Currently, there are communal hospital strikes in Germany and one doctor wrote on Twitter “A strike is the greatest declaration of love to our health system and the only way it can get better”.
Socialist alternative puts care, not profit at the centre
ROSA supports the struggles around the world of healthcare workers, to improve their working conditions, to train and employ more staff, for immediate wage increases above inflation etc. We call for an immediate halt to privatisation in the care sector; re-socialise care, take it completely out of private hands and take down Fresenius, Helios, Orpea etc. We support fully public, quality, free at the point of delivery universal care -- this should be paid for by utilising the wealth that is in private hands that must be taken over in the interests of caring for humanity.. For public, secular and progressive health and social care, it must be taken completely out of the hands of churches and other religious institutions. As well as public services like universal free childcare, local and quality schooling, elder care and so on, we recognise that unimpeded and free access to abortion, contraception and trans healthcare on request, without shame, legal barriers, or gatekeeping, are essential rights for both those in the caring workforce, and those burdened with unpaid care. Care workers, especially nurses are subject to assault, sexual harassment and racism on the job frequently. Furthermore, medical misogyny, racial disparities in care, brutal treatment of trans people, and a interconnection of the same are some of the issues that patients face. In this way, the fight for proper care, must innately be an anti-sexist, anti-transphobic, and anti-racist struggle.
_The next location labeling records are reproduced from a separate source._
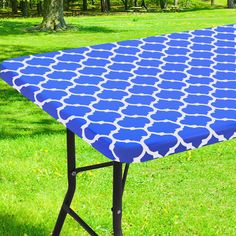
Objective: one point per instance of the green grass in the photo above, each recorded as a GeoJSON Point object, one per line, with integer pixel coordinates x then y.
{"type": "Point", "coordinates": [191, 193]}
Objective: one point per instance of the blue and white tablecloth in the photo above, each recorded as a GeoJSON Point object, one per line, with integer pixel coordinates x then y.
{"type": "Point", "coordinates": [141, 99]}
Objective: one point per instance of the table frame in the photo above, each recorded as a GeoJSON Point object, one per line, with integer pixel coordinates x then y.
{"type": "Point", "coordinates": [119, 180]}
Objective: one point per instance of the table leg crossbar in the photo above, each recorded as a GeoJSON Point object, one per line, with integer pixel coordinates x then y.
{"type": "Point", "coordinates": [119, 179]}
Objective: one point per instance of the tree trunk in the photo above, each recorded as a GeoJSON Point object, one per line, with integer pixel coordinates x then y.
{"type": "Point", "coordinates": [104, 6]}
{"type": "Point", "coordinates": [24, 8]}
{"type": "Point", "coordinates": [53, 18]}
{"type": "Point", "coordinates": [85, 5]}
{"type": "Point", "coordinates": [40, 8]}
{"type": "Point", "coordinates": [126, 4]}
{"type": "Point", "coordinates": [162, 4]}
{"type": "Point", "coordinates": [14, 6]}
{"type": "Point", "coordinates": [230, 3]}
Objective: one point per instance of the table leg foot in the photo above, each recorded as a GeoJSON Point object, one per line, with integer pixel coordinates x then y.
{"type": "Point", "coordinates": [117, 199]}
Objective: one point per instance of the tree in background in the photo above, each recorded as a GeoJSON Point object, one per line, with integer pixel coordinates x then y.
{"type": "Point", "coordinates": [14, 6]}
{"type": "Point", "coordinates": [53, 18]}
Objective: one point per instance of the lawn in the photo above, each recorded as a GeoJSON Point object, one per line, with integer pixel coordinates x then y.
{"type": "Point", "coordinates": [191, 193]}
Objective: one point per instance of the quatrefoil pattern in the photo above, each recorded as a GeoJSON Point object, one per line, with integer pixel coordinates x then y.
{"type": "Point", "coordinates": [142, 99]}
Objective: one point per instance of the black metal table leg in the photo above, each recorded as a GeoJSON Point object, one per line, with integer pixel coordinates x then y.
{"type": "Point", "coordinates": [71, 183]}
{"type": "Point", "coordinates": [117, 198]}
{"type": "Point", "coordinates": [119, 180]}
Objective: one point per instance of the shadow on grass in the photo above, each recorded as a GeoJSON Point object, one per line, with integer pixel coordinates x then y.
{"type": "Point", "coordinates": [25, 27]}
{"type": "Point", "coordinates": [12, 51]}
{"type": "Point", "coordinates": [10, 226]}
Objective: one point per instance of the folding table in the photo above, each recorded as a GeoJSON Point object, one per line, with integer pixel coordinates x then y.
{"type": "Point", "coordinates": [135, 100]}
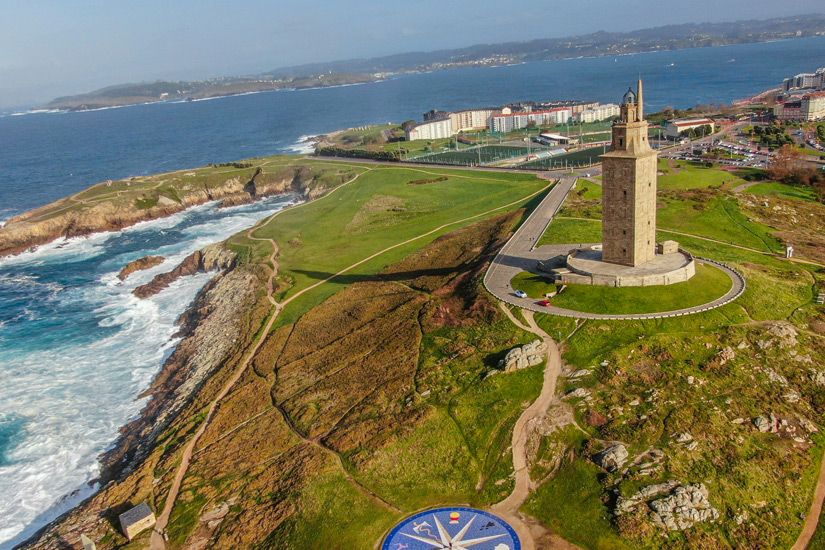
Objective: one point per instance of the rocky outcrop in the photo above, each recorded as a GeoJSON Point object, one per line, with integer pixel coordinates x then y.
{"type": "Point", "coordinates": [141, 264]}
{"type": "Point", "coordinates": [211, 257]}
{"type": "Point", "coordinates": [682, 508]}
{"type": "Point", "coordinates": [768, 424]}
{"type": "Point", "coordinates": [72, 217]}
{"type": "Point", "coordinates": [524, 356]}
{"type": "Point", "coordinates": [211, 331]}
{"type": "Point", "coordinates": [612, 459]}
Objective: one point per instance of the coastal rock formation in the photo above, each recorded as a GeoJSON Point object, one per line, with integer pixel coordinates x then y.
{"type": "Point", "coordinates": [683, 507]}
{"type": "Point", "coordinates": [211, 257]}
{"type": "Point", "coordinates": [147, 262]}
{"type": "Point", "coordinates": [113, 206]}
{"type": "Point", "coordinates": [524, 356]}
{"type": "Point", "coordinates": [613, 458]}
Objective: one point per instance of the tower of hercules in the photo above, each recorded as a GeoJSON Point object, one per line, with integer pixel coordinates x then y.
{"type": "Point", "coordinates": [629, 188]}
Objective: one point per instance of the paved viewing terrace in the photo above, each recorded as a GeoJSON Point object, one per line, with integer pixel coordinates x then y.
{"type": "Point", "coordinates": [521, 254]}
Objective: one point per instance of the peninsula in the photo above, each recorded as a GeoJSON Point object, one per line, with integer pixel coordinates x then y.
{"type": "Point", "coordinates": [348, 369]}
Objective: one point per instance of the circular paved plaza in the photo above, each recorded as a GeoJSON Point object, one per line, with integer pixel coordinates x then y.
{"type": "Point", "coordinates": [455, 527]}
Care should be democratised -- for example by public care providers being run by elected committees comprised of representatives of care workers, of patients/clients and of the broad trade union movement. Fundamentally, the capitalist system and its brutal drive for profit is a hazard to human health and the planet. The drive for profit at the centre of capitalism is diametrically opposed to centring care. Profit and care will always clash. This fact is at the heart of capitalism’s intractable care crisis. Care workers’ struggles, movements for increased rights and access to care, to health, to social supports and services, are struggles located at the site of this collision -- and are struggles innately connected with the entire global working class’s needs and interests. Care crisis related struggles must be joined up with other struggles of workers and oppressed of the world in a socialist movement against the rule of profit -- a struggle to take wealth and resources out of private hands. With the key levers of the economy in public ownership -- fought for and won by an active, conscious, organised and socialist working class and poor masses arisen against the private ownership of wealth and the state that defends it -- a democratic plan of the economy could put care for people and the planet at the very centre of everything. This is integral to the socialist struggle, and socialist change.